Muskogee Electric Traction Company

Overview
- Headquarters: Muskogee, Oklahoma
- Locale: Oklahoma
- Dates of operation: 1904–1941

Technical
- Length: 31 mi (50 km)

= Muskogee Electric Traction Company =

Former railroad line

The Muskogee Electric Traction Company (“Traction”) was an electrified streetcar line operating in and around Muskogee, Oklahoma from 1904 to 1941, with bus passenger service continuing under that name to 1958.

==History==
Headquartered in Muskogee, Traction was incorporated May 14, 1904, under Act of Congress passed February
18, 1901. The company had ambitions to create a line from Muskogee to Tulsa to Drumright, and from Tulsa to Henryetta to Oklahoma City. However, the company started with only a five-mile line linking central Muskogee with the town’s Hyde Park on March 15, 1905, the latter being an entertainment destination built by the company itself in the same timeframe to encourage travel on its cars.

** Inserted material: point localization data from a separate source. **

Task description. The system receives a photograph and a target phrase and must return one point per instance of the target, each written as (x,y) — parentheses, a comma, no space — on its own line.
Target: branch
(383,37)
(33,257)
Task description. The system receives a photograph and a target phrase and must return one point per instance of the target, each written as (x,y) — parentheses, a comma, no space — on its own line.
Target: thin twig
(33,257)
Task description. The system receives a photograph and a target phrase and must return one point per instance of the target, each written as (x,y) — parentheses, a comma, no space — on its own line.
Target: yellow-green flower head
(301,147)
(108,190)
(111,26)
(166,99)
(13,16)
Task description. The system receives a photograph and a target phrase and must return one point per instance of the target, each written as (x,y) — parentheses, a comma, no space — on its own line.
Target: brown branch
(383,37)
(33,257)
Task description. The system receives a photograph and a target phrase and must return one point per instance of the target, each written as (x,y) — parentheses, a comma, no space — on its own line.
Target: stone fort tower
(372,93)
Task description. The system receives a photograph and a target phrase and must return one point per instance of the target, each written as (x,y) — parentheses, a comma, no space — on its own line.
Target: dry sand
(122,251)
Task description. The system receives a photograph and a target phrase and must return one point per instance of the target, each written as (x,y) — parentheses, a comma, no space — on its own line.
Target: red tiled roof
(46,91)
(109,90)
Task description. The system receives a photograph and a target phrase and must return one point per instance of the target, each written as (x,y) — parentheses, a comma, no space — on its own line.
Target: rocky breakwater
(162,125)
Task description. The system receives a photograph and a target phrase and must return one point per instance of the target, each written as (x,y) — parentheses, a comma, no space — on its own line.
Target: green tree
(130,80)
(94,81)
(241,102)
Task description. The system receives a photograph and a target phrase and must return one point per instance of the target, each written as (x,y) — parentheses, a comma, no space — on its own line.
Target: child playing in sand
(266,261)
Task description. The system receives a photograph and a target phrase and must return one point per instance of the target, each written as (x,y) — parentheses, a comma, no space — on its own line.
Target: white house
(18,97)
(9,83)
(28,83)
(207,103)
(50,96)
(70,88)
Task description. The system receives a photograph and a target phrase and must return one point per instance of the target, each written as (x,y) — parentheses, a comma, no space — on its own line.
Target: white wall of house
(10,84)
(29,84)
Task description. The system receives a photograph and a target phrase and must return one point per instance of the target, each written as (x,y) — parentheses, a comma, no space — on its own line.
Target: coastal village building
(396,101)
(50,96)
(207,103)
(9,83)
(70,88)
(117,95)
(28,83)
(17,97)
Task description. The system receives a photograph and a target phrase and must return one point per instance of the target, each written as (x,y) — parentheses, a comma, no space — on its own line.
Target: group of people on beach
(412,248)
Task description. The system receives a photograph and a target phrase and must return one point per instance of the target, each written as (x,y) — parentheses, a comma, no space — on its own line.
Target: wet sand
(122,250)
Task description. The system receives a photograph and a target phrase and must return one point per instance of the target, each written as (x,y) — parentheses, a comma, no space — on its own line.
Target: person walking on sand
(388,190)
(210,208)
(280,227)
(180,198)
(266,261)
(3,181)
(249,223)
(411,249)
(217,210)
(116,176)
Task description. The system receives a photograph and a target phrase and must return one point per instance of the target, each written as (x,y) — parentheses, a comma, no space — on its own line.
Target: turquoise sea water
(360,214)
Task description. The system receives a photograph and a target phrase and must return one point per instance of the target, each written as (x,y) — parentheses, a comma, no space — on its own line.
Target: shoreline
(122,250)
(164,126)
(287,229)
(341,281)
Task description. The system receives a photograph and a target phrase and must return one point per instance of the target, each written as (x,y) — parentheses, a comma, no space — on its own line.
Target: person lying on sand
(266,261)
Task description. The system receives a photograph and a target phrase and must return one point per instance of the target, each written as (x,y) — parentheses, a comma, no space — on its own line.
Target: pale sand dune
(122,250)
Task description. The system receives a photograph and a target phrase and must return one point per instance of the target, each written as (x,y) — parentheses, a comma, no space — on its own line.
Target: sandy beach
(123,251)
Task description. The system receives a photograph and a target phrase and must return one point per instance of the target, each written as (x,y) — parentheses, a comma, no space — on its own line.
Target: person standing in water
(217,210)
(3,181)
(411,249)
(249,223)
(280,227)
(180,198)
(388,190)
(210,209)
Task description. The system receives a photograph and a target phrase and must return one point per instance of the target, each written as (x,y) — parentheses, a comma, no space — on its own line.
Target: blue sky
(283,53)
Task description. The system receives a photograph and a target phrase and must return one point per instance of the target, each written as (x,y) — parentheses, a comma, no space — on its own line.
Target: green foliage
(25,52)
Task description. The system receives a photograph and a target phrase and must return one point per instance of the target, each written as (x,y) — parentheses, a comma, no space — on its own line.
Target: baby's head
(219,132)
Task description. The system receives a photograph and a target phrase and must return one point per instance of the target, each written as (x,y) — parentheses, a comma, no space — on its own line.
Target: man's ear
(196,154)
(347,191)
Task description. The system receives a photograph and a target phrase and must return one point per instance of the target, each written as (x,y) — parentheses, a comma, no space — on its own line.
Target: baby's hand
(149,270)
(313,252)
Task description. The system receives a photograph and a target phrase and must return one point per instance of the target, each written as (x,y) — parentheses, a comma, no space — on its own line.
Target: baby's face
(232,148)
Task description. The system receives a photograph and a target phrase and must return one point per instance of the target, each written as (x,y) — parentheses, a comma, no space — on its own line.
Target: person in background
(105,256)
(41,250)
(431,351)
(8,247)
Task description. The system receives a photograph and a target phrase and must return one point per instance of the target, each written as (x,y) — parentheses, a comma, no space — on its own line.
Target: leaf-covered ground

The railway grew: by 1909 it operated sixteen motor cars plus four freight/mail cars running over fourteen miles of track in the Muskogee area, and in 1910 had 25 motor passenger cars and 2 mail/freight cars covering seventeen miles of electric track and carrying 2,298,083 passengers that year.

Separately, an entity called the Peoples Electric Railway was chartered March 7, 1911. It had ambitious ideas to create a 300-mile-long network linking Muskogee, Tulsa, Ft. Gibson, Claremore, Bartlesville, Wagoner and Oklahoma City. Its immediate goal was to run a line from Muskogee to Ft. Gibson, a distance of about 10 miles. This railway got started but, before completion, was acquired by Traction in October, 1912, which then completed the route.

Peak operation for Traction was reached in 1916, with the company having thirty-one miles of trackage including the Ft. Gibson line. But in the 1920s, as competition with the automobile picked up, the railway began to economize by purchasing twelve single-truck Birney Safety Cars, which could be operated by one person. Service areas in this timeframe included West Broadway, Fondulac, Hyde Park, East Okmulgee Avenue, The Fair Grounds, Midland Valley Shops, Monticello Addition, Elgin Avenue, and Reeves Addition lines, as well as the route to Ft. Gibson. Nevertheless, the Great Depression in the 1930’s caused further pressure, and passenger car operations were abandoned on March 9, 1933, to be replaced by busses which ran until 1958. In its last years, the railway discontinued the use of electric power and performed freight service by the use of two gasoline locomotives. All remaining rail lines were formally abandoned in 1941.